Un movimiento apenas entrevisto por el rabillo del ojo la sobresaltó, y se volvió de nuevo, encontrándose con que a sus espaldas había unos enormes ventanales dobles que se extendían desde el suelo hasta el techo. Estaban entreabiertos, y las ligeras cortinas que colgaban sobre ellos se balanceaban a causa de la suave brisa que venía del exterior. Con cuidado para no molestar a Grimya, Índigo rodeó el lecho —las piernas le Saqueaban, pero esto pasaría pronto— y salió a un balcón con balaustrada que, descubrió, daba a uno de los muchos patios interiores del palacio. La luz de la luna se derramaba sobre las pálidas baldosas, y proyectaba complejas sombras entre los arbustos y las enredaderas que envolvían el patio; diminutas luces artificiales situadas entre el follaje aumentaban el brillo de las luciérnagas, destacando un macizo de madreselvas aquí, los pétalos aterciopelados de la adelfa del hibisco allí; y aunque su origen resultaba invisible, Índigo escuchó el débil tintineo del agua al discurrir entre guijarros a no mucha distancia.

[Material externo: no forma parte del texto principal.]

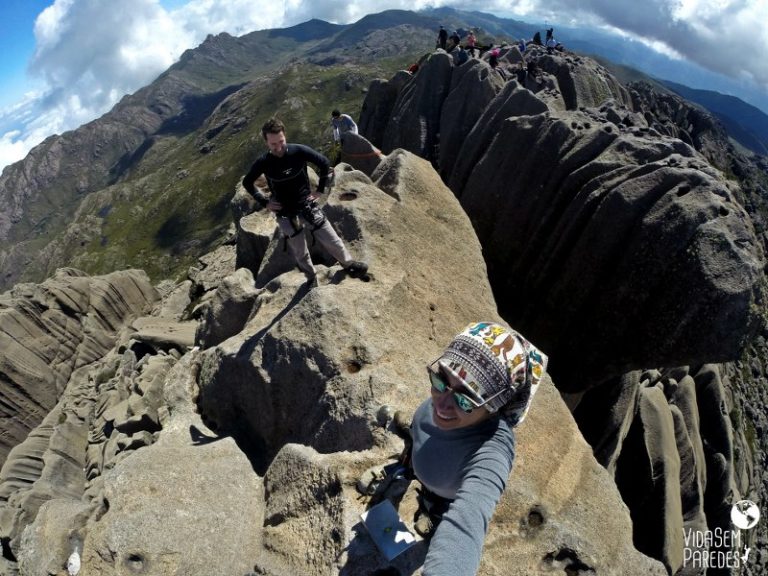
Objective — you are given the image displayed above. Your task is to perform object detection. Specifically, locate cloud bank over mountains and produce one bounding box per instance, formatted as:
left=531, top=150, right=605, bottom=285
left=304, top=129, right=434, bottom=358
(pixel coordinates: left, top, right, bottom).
left=0, top=0, right=768, bottom=167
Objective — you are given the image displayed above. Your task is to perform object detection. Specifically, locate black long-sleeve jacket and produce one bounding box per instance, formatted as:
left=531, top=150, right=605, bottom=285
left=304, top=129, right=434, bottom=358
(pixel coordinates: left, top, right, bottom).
left=243, top=144, right=331, bottom=212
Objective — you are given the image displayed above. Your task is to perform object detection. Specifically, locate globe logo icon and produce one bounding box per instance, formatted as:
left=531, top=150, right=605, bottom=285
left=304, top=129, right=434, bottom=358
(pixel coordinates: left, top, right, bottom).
left=731, top=500, right=760, bottom=530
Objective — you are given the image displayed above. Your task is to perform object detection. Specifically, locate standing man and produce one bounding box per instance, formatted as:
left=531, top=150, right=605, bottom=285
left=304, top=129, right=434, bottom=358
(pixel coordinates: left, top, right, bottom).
left=437, top=26, right=448, bottom=50
left=331, top=110, right=357, bottom=142
left=243, top=118, right=368, bottom=283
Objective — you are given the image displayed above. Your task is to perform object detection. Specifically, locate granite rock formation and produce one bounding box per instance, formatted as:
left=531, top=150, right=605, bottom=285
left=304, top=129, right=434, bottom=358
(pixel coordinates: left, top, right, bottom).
left=364, top=42, right=766, bottom=574
left=0, top=151, right=665, bottom=576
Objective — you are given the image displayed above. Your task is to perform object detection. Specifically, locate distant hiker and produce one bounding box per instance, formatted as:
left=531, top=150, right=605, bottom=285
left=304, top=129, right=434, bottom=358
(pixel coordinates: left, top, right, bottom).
left=547, top=38, right=557, bottom=54
left=243, top=118, right=368, bottom=282
left=466, top=30, right=477, bottom=58
left=515, top=62, right=527, bottom=88
left=412, top=322, right=547, bottom=574
left=448, top=30, right=461, bottom=52
left=453, top=45, right=469, bottom=66
left=437, top=26, right=448, bottom=50
left=331, top=110, right=357, bottom=142
left=488, top=53, right=507, bottom=82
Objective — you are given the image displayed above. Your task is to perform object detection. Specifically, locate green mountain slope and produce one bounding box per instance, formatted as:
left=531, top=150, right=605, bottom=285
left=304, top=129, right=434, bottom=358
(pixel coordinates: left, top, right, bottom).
left=661, top=80, right=768, bottom=155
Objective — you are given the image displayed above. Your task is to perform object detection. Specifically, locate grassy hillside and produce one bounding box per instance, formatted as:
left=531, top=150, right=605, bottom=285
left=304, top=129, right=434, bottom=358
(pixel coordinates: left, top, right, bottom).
left=55, top=54, right=417, bottom=281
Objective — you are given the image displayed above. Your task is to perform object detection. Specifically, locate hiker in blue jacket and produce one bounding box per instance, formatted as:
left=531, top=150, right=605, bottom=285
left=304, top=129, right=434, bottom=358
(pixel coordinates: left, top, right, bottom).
left=331, top=110, right=357, bottom=142
left=243, top=118, right=368, bottom=283
left=411, top=322, right=547, bottom=576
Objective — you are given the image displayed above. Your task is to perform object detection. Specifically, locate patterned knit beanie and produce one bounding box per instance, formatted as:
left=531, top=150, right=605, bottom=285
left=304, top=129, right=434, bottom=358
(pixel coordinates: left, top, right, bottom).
left=439, top=322, right=548, bottom=426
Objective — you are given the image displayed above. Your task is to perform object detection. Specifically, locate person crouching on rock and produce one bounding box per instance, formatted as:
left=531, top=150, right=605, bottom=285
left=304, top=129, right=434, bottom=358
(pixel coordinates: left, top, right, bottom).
left=411, top=322, right=548, bottom=576
left=243, top=118, right=368, bottom=282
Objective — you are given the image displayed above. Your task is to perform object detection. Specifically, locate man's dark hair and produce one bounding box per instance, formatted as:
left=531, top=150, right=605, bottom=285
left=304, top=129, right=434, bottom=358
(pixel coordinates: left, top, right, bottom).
left=261, top=117, right=285, bottom=140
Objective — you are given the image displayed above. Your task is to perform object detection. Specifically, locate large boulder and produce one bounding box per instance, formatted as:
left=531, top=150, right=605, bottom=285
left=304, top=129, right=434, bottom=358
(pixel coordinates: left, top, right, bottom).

Aspiró con fuerza para paladear la aromática dulzura de los perfumes florales al mezclarse con el apenas perceptible sabor del mar. La noche era cálida pero no sofocante, y el palacio parecía estar bañado en la armonía y la paz. Rodeando por completo el patio pudo vislumbrar otros ventanales con balcones, la mayoría a oscuras ahora pero uno o dos revelaban el débil resplandor de la luz de una lámpara detrás de sus cortinas descorridas. La atmósfera resultaba tan apacible que por un momento se preguntó si seria un sueño, si no estaría dormida aún y se fuera a despertar de repente para hallarse en una húmeda celda y esa mágina escena se convirtiese en un fugaz recuerdo. Pero en aquel instante sintió un familiar cosquilleo en su cerebro, y una voz que conocía bien se introdujo silenciosa y con suavidad en su conciencia.
«¿Índigo? ¿Estás ahí?
Grimya se había despertado, y se acercó a la ventana con paso lento para saludarla, Índigo se agachó y abrazó a la loba, contenta de ver que no había sufrido ningún daño.
—Grimya. —Sumergió el rostro en el pelaje de su amiga y le rascó el cuello de la forma en que más le gustaba a la loba—. ¿Estás bien, cariño?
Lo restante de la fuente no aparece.